- Overall cost increases of healthcare benefits will hold steady at 6%, the National Business Group on Health (NGBH) revealed in a new survey. Most employers expect increases to hold only at 5% due to shifts in plan design.
- However, Brian Marcotte, president and CEO of the NBGH, noted that even though increases are holding steady, yearly increases of 5% or 6% are "not sustainable" and still threaten long-term affordability. In turn, many employers are shifting their attention to healthcare delivery to lower costs.
- Many of the increases are being driven by a surge in specialty pharmaceuticals. For the first time in the annual survey, most employers consider specialty pharmaceuticals "the highest driver of health costs and are taking steps to curb them."
The survey takes into account health benefit plan designs that large employers have already established for 2017, as most large companies make these decisions in June the year before.

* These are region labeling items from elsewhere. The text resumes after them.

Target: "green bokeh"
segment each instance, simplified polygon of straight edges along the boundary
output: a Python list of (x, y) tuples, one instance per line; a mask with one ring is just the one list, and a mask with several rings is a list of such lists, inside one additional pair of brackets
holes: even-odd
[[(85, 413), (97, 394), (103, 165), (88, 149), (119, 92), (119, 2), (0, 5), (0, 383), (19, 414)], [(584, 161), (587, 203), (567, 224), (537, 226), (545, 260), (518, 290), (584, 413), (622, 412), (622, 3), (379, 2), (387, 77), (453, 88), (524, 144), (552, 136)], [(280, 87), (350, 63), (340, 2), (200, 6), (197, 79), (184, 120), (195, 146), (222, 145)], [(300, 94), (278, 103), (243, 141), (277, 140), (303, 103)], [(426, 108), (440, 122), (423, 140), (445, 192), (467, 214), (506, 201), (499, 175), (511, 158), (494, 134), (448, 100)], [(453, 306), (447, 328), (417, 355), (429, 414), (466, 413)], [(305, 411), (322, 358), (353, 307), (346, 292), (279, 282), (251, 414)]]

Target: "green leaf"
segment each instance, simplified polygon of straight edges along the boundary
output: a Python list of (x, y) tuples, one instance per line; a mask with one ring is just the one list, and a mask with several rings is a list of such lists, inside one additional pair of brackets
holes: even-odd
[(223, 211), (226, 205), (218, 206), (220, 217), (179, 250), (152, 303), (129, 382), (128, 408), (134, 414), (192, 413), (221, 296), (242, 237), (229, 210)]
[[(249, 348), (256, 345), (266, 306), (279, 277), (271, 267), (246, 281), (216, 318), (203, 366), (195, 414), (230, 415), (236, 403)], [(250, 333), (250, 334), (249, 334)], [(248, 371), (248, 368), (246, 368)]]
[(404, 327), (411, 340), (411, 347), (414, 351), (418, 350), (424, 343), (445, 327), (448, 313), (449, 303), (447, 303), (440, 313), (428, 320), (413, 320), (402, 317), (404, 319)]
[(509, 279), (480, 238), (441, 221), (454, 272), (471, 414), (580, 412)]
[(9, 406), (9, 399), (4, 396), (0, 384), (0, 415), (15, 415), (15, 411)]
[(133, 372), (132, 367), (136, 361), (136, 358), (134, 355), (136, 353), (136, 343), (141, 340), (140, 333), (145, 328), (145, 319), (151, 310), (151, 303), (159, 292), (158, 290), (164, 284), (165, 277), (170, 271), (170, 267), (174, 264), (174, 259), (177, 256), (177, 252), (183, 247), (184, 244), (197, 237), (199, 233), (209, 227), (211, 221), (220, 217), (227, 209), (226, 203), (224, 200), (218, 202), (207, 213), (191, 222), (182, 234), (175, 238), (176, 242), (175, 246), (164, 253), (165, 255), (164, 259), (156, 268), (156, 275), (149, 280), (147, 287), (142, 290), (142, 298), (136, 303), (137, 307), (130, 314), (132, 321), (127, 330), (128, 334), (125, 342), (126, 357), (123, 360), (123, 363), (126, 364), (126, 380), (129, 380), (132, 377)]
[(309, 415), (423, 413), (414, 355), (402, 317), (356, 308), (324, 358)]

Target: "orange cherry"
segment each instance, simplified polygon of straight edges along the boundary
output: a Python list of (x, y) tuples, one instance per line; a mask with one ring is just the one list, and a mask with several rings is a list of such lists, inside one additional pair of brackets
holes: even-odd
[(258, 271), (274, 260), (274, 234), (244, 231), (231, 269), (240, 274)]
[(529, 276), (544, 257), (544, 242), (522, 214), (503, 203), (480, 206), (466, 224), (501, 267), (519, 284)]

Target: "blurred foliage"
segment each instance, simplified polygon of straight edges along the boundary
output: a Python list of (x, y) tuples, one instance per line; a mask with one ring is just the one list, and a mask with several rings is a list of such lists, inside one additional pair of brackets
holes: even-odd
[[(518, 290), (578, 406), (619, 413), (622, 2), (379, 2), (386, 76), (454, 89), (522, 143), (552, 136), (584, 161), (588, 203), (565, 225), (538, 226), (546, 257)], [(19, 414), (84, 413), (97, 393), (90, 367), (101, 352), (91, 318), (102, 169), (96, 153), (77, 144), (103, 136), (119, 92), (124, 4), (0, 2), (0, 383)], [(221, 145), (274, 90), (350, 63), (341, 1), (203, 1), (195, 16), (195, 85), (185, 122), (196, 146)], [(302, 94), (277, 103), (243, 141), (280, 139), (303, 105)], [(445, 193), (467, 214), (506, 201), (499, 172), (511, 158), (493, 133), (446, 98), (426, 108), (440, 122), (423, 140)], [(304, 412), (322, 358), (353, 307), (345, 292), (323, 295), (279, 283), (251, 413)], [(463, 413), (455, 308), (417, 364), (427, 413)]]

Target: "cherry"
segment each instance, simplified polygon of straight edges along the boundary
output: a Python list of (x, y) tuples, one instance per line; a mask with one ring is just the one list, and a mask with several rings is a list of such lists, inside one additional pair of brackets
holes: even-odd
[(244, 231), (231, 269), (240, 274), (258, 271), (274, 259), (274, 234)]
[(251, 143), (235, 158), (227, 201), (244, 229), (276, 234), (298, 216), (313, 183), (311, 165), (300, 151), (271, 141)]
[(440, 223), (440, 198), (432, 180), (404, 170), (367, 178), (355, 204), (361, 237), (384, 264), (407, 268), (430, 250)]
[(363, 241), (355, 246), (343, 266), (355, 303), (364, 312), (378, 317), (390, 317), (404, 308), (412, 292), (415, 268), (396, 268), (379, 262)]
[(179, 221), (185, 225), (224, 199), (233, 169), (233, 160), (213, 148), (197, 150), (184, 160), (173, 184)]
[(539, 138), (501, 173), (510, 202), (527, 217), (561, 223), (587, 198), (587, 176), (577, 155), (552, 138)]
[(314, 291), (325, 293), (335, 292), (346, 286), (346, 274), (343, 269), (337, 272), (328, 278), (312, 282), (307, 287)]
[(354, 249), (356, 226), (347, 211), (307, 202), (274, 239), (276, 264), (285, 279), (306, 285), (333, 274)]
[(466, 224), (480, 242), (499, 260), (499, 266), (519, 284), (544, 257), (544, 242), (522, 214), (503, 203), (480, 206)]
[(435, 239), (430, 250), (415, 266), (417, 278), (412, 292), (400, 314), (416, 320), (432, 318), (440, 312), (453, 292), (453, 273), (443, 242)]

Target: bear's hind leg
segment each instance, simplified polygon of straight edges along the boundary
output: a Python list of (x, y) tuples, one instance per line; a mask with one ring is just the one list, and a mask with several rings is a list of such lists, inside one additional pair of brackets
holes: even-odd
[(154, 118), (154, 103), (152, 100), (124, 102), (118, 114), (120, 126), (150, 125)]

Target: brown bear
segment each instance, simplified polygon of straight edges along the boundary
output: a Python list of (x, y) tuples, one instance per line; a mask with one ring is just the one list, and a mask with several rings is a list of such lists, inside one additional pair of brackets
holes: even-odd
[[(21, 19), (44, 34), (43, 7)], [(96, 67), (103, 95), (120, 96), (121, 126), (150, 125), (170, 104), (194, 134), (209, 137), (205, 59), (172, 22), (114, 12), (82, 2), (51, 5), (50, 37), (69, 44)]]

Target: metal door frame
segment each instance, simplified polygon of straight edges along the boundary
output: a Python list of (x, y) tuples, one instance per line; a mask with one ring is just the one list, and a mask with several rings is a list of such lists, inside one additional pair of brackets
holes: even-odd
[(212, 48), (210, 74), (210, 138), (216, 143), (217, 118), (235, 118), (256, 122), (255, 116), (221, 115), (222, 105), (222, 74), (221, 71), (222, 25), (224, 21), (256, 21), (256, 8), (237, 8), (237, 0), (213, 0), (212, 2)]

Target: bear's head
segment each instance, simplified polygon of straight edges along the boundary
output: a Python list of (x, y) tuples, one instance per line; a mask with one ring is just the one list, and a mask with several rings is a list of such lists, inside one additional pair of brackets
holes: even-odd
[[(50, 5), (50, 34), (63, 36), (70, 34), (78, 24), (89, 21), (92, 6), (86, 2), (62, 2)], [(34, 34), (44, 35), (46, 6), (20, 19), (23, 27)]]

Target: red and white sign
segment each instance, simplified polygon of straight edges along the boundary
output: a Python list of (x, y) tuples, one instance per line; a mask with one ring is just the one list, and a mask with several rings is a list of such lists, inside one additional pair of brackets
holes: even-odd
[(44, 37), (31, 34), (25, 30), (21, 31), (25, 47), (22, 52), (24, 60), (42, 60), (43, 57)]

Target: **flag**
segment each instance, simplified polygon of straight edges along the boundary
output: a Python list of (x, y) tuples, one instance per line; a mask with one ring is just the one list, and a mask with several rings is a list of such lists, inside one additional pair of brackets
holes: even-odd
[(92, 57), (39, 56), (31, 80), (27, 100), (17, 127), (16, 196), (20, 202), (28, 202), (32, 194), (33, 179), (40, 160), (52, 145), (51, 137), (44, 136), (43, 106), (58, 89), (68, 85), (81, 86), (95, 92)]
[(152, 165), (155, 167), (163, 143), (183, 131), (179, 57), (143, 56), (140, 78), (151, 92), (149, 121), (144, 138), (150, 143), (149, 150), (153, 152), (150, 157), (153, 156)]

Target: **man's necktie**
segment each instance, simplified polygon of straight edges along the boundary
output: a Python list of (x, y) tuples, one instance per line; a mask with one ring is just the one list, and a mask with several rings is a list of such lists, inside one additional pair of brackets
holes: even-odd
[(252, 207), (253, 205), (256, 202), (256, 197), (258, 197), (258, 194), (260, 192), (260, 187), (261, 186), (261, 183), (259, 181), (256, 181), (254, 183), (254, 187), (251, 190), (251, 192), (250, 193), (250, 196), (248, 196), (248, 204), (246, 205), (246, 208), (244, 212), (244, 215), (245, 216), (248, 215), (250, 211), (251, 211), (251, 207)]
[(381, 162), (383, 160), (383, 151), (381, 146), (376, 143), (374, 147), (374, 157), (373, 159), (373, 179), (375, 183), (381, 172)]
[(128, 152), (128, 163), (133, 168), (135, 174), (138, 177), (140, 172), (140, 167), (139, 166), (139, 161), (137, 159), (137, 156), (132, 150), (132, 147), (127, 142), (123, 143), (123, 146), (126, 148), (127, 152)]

In general, the survey reveals that most employers are "shifting away" from plan design changes to reduce costs, and instead are focusing on optimizing how healthcare is accessed and delivered. Telehealth continues its strong growth, as nine in 10 employers (90%) will make telehealth services available in 2017 — a stark difference from 70% in 2016.
Reflecting decreased attention to plan design, consumer-driven healthcare plans (CDHPs) made slight gains, as 84% will offer a CDHP in 2017, up from 83% in 2016. Full-replacement of all health plans with CDHPs was considered by survey-takers to be one of the most effective tactics to control health care costs, but Marcotte noted that growth in that continued to be slow. 35% will offer only CDHPs to employees in 2017, a 2% increase over 2016.